Bonds in Default
When a municipal bond issuer stops making payments, the bond enters default and trades differently from normal bonds. This pricing distinction is frequently tested.
How Defaulted Bonds Trade
When a municipal bond is in default (the issuer has failed to make interest or principal payments):
- The bond does not accrue interest - interest stops accumulating
- The bond trades flat (without accrued interest) - the buyer does NOT pay accrued interest to the seller
- The price reflects the market's estimate of recovery value (what investors expect to recover)
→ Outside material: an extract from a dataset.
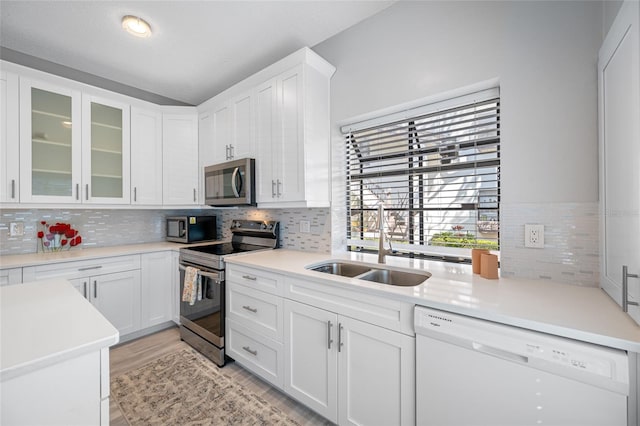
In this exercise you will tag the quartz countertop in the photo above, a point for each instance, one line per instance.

Normal Bond vs. Defaulted Bond
| Feature | Normal Bond | Defaulted Bond |
|---|---|---|
| Accrues interest? | Yes | No |
| Buyer pays accrued interest? | Yes | No (trades flat) |
| Price reflects | Market value + accrued interest | Recovery value only |
Other bonds that trade flat:
- Income bonds (also called adjustment bonds): corporate bonds that pay interest only if the issuer earns sufficient income
- Zero-coupon bonds: no coupon payments are made, so there is no accrued interest to add
Exam Tip: Gotchas
- A bond in default does NOT accrue interest. No exceptions.
- "Trades flat" means the buyer pays NO accrued interest. The price is all the buyer pays.
- Income bonds also trade flat. These are corporate bonds, not municipal bonds. A common mix-up is confusing the two.